Love in the Time of Cholera — tragically ending in the painful ecstasy of García-Márquez’ penetrating strokes presages the seemingly near-hopeless human condition in this time of the long-playing COVID pandemic, like being onboard a ship that cannot yet dock. Today, the second Valentine’s Day in the grip of restrictions and isolations imposed by the pandemic, our values and definitions of love are challenged — is love an obsession with possession, a means to a self-serving love of self? Time enough to ponder and discern.

Possessive love has been romanticized much in literature and the arts, in folklore and common language, and social mores have institutionalized the dubious nobility of jealous protectiveness over the exclusivity of one for the other in a love relationship. A peer-vetted medical website says, “We almost all feel some degree of possessiveness in romantic relationships. After all, it’s at the heart of the phrase ‘be mine’ we hear every Valentine’s Day — that concept of ‘belonging’ to someone… If taken too far, possessiveness can become a serious issue that leads to other relationship problems.” 

“Possessiveness is fundamentally a fear of loss. Possessive people worry that their partners will leave them. They worry that their partners can’t be trusted… and they will lose their ‘possession’” (https://www.webmd.com/sex-relationships/signs-possessiveness, Dec. 3, 2020). 

What a sad commentary for the highest and noblest act that Man can do, “loving one another as God has loved you.” Trust and faith are the virtues that uphold this covenant between God and Man, between Man and each other. How poignantly Valentine’s Day in a pandemic reminds us that love is not possession of another, but a conscious act of the will and sustained feelings of heart and soul that persist even in the isolation and restrictions of time and distance, in quarantines and health protocols. 

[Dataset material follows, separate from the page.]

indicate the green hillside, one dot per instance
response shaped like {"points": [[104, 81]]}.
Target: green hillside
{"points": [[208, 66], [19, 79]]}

The COVID pandemic has also riveted us from inordinately loving the material possessions and obsessions that had surrounded us in our “past life.” We have been caught in the accoutrements of wealth and power that shackled us in fierce competition with one another — economic status has been the measure of success. “In our day, for many people, life’s meaning is found in possessing, in having an excess of material objects. An insatiable greed marks all human history, even today, when, paradoxically, a few dine luxuriantly while all too many go without the daily bread needed to survive,” Pope Francis said in a Christmas Day homily at St. Peter’s Square in Rome (Reuters, Dec. 25, 2018). 

“Let us ask ourselves: Do I really need all these material objects and complicated recipes for living? Can I manage without all these unnecessary extras and live a life of greater simplicity?” Pope Francis said. 

Can I love without possessing? Must possessions be my measure of happiness? 

Pope Francis prays to God, “it is not the time of Your judgment, but of our judgment: a time to choose what matters and what passes away, a time to separate what is necessary from what is not. It is a time to get our lives back on track with regard to you, Lord, and to others.” (https://www.ncronline.org/, March 27, 2020). 

Amen.

 

Amelia H. C. Ylagan is a doctor of Business Administration from the University of the Philippines.